Mais ce rayon de soleil ne fait pas disparaître l’ombre qui règne sur le pays d’origine de Shaheen. La famille Aljourdi, d’abord euphorique après la chute de Bachar al-Assad, est désormais très inquiète de la situation en Syrie, en particulier celle de la communauté druze à laquelle elle appartient. La famille a tristement constaté les exactions commises fin avril, selon l'Observatoire syrien des droits de l'Homme (OSDH), par les forces de sécurité du nouveau pouvoir mené par Ahmed Al-Charaa, reçu par le président français Emmanuel Macron le 7 mai dernier.
“C'est très dur en fait, avoue Ezzat. Nous, nous sommes contents ici. Tout va bien, ça marche, les enfants… Mais à un moment, quand on pense à notre famille... Parce que moi, j'ai quatre sœurs encore là-bas et un frère. Ma femme aussi a des sœurs et frères en Syrie. Tout le monde souffre. Je me dis toujours : laisse-nous profiter du moment ici parce que ça ne donne pas une solution pour les autres.”

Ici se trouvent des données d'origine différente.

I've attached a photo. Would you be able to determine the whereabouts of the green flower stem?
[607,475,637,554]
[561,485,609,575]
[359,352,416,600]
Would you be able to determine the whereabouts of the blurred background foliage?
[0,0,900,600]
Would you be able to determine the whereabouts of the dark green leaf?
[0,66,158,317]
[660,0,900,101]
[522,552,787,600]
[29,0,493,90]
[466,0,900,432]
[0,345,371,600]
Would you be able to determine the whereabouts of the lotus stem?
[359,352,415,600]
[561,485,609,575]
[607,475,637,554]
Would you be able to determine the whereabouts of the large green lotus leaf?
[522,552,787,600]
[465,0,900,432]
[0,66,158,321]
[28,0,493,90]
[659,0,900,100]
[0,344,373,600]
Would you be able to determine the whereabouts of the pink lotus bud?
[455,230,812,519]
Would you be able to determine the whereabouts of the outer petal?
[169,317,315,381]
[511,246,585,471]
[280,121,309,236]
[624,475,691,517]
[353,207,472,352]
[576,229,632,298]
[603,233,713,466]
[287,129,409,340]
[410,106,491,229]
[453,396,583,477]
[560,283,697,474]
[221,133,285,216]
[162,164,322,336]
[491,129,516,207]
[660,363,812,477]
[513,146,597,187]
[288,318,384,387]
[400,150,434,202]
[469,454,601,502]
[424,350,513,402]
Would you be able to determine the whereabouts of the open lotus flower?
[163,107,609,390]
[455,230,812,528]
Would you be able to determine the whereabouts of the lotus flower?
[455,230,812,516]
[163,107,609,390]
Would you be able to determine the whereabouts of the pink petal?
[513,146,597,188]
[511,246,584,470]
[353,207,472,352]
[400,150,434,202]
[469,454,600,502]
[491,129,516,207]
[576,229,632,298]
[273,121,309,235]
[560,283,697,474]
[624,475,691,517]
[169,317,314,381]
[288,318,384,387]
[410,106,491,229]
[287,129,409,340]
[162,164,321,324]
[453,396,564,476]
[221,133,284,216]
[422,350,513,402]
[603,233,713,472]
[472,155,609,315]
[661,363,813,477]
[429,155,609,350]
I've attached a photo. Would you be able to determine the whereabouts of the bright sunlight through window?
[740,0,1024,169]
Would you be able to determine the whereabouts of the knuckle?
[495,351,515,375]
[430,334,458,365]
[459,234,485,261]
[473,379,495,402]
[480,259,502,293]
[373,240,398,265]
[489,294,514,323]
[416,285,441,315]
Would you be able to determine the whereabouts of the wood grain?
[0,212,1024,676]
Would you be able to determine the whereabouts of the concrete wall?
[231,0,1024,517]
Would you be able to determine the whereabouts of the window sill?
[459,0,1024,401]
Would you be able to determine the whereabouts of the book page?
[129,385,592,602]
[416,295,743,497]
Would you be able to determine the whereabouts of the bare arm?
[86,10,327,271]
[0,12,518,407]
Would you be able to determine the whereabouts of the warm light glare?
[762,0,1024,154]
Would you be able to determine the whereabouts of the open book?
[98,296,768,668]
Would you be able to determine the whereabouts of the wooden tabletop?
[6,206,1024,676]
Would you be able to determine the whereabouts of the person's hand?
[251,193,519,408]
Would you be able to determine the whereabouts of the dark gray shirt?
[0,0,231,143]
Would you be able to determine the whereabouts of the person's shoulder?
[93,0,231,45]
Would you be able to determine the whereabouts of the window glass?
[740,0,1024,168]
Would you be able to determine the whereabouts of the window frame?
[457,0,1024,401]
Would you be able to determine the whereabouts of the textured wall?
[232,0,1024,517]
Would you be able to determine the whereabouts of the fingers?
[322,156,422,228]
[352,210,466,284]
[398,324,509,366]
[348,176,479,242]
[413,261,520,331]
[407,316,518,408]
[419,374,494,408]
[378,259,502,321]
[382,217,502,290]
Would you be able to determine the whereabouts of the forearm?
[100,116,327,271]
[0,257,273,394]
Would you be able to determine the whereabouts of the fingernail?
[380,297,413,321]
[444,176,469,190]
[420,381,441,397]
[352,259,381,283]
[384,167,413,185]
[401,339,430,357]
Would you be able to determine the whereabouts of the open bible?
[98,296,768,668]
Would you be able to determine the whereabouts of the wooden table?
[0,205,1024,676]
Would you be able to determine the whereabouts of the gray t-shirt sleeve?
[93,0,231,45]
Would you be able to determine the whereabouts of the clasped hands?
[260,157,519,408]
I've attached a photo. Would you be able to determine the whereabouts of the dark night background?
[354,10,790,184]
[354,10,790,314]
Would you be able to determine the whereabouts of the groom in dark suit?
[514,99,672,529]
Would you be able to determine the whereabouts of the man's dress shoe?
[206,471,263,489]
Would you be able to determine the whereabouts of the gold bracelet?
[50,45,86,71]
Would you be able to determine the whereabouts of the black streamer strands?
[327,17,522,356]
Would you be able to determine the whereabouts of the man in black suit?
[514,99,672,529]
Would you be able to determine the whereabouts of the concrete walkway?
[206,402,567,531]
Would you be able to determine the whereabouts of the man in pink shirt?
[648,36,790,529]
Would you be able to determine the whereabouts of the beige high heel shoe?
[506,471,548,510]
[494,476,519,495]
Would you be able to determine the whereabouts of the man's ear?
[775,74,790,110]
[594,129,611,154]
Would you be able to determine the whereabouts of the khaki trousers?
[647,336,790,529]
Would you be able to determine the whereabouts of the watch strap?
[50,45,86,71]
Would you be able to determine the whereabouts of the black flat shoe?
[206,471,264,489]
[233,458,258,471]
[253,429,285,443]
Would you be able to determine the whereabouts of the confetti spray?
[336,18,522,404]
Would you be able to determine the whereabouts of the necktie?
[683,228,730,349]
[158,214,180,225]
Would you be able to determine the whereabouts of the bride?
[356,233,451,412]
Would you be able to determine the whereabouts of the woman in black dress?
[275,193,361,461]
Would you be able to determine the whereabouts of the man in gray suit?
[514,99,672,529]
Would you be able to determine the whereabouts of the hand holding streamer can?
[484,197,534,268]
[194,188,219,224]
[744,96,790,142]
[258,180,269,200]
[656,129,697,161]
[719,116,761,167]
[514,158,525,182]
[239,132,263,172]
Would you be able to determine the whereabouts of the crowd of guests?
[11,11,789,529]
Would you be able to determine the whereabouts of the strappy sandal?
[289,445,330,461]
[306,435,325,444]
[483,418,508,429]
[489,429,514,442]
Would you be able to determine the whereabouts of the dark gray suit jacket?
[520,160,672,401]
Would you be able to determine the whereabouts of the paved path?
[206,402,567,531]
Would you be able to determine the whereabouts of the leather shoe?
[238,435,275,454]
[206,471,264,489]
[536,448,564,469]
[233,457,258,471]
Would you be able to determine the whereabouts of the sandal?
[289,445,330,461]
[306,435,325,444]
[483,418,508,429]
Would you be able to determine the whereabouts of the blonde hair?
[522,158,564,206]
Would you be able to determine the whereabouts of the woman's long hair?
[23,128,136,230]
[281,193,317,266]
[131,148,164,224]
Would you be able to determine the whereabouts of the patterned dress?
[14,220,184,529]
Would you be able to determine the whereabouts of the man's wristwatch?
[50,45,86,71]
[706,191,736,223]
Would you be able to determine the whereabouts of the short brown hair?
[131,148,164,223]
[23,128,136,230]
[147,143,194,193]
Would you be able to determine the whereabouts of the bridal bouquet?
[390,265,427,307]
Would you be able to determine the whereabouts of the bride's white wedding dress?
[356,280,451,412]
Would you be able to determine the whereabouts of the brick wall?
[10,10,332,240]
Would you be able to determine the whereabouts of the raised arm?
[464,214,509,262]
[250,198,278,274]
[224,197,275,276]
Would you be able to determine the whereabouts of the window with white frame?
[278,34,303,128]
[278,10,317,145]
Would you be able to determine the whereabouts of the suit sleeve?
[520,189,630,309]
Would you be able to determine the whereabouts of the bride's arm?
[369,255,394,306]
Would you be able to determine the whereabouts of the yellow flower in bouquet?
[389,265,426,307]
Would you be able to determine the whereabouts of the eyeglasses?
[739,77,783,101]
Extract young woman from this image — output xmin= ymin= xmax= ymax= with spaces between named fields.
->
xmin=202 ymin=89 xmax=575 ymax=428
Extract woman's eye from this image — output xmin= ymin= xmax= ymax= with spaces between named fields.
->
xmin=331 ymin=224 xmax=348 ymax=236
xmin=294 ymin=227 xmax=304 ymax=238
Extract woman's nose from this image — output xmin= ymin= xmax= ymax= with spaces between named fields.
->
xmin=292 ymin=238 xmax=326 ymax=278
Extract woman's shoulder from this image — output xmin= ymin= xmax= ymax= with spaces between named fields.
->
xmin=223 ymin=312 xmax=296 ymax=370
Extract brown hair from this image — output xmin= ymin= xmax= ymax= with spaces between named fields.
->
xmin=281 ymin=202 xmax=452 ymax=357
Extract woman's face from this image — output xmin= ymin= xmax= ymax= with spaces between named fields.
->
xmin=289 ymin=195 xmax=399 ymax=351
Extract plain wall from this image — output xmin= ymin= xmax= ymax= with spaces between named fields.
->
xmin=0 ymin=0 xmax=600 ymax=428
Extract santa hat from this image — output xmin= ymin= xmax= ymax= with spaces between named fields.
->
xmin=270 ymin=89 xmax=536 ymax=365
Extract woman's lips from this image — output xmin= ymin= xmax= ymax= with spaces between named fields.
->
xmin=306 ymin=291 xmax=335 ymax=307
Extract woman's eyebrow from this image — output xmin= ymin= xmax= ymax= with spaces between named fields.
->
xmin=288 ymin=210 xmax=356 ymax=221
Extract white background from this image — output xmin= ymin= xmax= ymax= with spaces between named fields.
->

Quant à Shaheen, il sait que son avenir est de ce côté-ci de la Méditerranée même s’il a beaucoup de compassion pour sa terre d’origine : “C’est un pays en crise, mais c'est aussi mon pays, d'où je viens, il me manque. Ici, j'ai beaucoup plus d’opportunités à l'école et dans la vie professionnelle aussi. Alors je crois que je vais rester en Europe.”